I have found that the common denominator for all students is a sense to feel that educators are guiding them with compassion.  I will never forget the time I was conducting a graduate workshop for educators completing their Master’s degrees. The topic of discussion was the ability to use language in a way that is void of assumptions and stereotypes about groups of people. For example, studies have shown that there are educators who may speak to a student based on the perception of the learning level of the student. This may mean that the student is not reading at the grade level he is in and needs to stay after school help with a challenging subject.  In addition to this, the accompanying actions of the teacher may be in the form of the following behaviors:

  1. Not calling on the student to participate in discussions.
  2. Shaming the student publicly for not answering correctly.
  3. Using non-verbal gestures and cues to suggest the student is not worthwhile.

 After giving this preliminary discussion, I opened the floor for the teachers to speak. I sensed one woman in the room who wanted to share but she appeared very uncomfortable. She began to share, “Alright! I admit it. I do not feel comfortable with Damien in my classroom! He is big and he wears those big city clothes and I do not like it!”  I sensed that she was probably treating the student in a manner that denoted poor behavior as well. I asked her if she thought Damien could “Feel” her disgust of him. She agreed that her actions may provoke his behavior but mentioned that she always felt uncomfortable with him in the class. She highlighted that he was not a challenge in the classroom but that every now and then she would use a harsh tone with him.

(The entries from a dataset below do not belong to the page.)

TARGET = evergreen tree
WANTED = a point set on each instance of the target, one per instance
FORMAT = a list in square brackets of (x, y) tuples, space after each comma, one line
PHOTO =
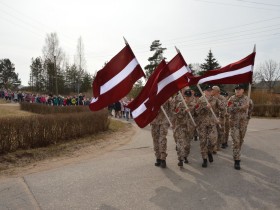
[(137, 87), (155, 59), (210, 63), (8, 77), (37, 79), (86, 82)]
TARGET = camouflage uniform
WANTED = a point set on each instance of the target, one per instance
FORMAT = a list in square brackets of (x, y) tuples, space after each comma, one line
[(206, 125), (159, 132), (220, 113), (238, 120), (183, 127), (225, 141)]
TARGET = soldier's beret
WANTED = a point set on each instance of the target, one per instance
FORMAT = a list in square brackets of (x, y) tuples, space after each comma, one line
[(208, 87), (240, 86), (188, 93)]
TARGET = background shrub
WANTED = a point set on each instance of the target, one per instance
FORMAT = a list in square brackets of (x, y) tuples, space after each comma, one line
[(46, 109), (42, 130)]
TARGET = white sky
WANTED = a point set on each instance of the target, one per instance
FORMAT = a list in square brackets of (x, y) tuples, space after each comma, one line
[(229, 27)]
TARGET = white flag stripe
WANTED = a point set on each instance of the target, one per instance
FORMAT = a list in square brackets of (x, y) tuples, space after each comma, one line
[(119, 77), (140, 109), (171, 78), (243, 70), (94, 100)]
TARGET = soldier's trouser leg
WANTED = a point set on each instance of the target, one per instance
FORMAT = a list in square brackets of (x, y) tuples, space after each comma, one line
[(203, 141), (238, 133), (155, 135), (221, 131), (225, 141), (212, 135), (163, 130)]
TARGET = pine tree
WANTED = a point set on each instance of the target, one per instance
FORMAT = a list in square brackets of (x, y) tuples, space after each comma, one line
[(155, 59), (8, 77), (210, 63)]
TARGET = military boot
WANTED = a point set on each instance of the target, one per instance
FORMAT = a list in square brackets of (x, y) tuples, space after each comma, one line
[(163, 164), (158, 162), (237, 164), (210, 157), (204, 164), (186, 160), (180, 163)]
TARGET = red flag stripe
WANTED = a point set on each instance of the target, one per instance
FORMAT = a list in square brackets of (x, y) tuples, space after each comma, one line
[(244, 70), (119, 77)]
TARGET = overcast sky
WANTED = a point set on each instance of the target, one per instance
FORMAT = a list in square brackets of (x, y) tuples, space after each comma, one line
[(230, 28)]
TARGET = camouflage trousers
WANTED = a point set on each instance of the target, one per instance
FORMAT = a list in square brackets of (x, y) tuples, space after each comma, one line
[(183, 136), (159, 133), (226, 130), (208, 138), (237, 132), (221, 134)]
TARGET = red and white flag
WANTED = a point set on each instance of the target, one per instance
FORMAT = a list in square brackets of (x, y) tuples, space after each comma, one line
[(170, 80), (116, 79), (141, 115), (238, 72)]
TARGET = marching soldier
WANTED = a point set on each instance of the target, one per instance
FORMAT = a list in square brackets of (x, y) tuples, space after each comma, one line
[(207, 125), (225, 141), (220, 113), (159, 132), (183, 127), (240, 109)]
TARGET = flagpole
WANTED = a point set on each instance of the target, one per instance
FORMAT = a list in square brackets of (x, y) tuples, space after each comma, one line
[(208, 103), (178, 51), (250, 85), (184, 102), (125, 41), (164, 112)]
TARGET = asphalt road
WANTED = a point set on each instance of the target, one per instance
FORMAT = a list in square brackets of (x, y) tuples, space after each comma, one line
[(126, 178)]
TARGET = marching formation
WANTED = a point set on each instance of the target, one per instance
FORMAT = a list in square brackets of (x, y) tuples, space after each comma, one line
[(213, 127), (209, 117)]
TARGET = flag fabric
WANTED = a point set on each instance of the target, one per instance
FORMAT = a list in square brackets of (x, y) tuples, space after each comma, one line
[(238, 72), (116, 79), (170, 80), (141, 115)]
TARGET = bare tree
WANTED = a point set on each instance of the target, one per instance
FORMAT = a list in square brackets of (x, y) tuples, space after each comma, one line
[(80, 60), (268, 73), (53, 53)]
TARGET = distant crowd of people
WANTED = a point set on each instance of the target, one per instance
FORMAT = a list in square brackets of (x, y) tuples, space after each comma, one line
[(52, 100), (119, 109)]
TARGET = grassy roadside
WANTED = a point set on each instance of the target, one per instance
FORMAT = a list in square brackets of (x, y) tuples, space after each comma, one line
[(22, 158)]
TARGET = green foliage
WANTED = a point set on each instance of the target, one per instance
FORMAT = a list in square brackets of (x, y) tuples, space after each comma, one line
[(156, 58), (138, 86), (210, 63), (8, 77)]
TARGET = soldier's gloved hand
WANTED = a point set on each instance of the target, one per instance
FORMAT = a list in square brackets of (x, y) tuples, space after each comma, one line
[(245, 107)]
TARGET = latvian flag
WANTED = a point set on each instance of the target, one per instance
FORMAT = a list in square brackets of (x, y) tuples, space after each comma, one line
[(238, 72), (116, 79), (170, 80), (141, 115)]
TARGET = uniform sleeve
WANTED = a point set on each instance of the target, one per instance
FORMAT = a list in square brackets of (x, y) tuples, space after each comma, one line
[(251, 107)]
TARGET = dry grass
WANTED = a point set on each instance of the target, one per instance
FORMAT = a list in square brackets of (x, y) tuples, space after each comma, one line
[(21, 158), (13, 110)]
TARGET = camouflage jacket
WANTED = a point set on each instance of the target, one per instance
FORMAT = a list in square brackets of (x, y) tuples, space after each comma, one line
[(204, 114), (180, 115), (160, 118), (222, 103), (235, 107)]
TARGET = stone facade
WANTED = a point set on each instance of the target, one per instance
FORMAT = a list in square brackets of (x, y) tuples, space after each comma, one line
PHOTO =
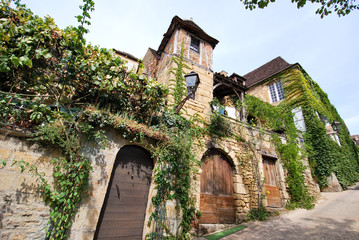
[(25, 216)]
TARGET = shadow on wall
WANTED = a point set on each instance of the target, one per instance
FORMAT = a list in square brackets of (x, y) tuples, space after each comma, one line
[(319, 228)]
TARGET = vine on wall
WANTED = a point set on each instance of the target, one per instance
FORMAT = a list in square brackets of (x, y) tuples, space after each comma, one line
[(52, 85), (63, 91), (281, 119), (325, 155)]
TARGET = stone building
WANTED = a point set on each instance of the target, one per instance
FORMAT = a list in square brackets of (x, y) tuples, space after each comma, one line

The entire class began respond to her story and created dialogue about assumptions and the importance of learning about varied perspectives. The facilitation of learning does not have to change completely as there are very practical teaching modalities in place. One can consider altering some of these practices in efforts to create vivacious environments that foster critical thinking and problem-solving. If we are to be effective in the 21st century we have to be ready to teach students from a plethora of backgrounds and experiences.

We often will fear what we have not been exposed to. When something is unfamiliar to us we tend to shy away or avoid the situation altogether. Few individuals take time to actually get to know an individual for the sake of “Time.”  Educators already have so much on their plate with demands to help students pass exams and more.  We will need to look at our students and find a way to build authenticity so that when we SPEAK to our students we demonstrate the creeds written in the mission statements of our institutions.  Bullying, classroom disruptions, and poor behavior are often signs of the need to build community and positive expression in the classroom. It is an area that seems so simple and yet is often neglected.

Let’s work towards creating an atmosphere of learning that drives engagement and community into our classrooms. Truly we are rearing our future leaders of tomorrow.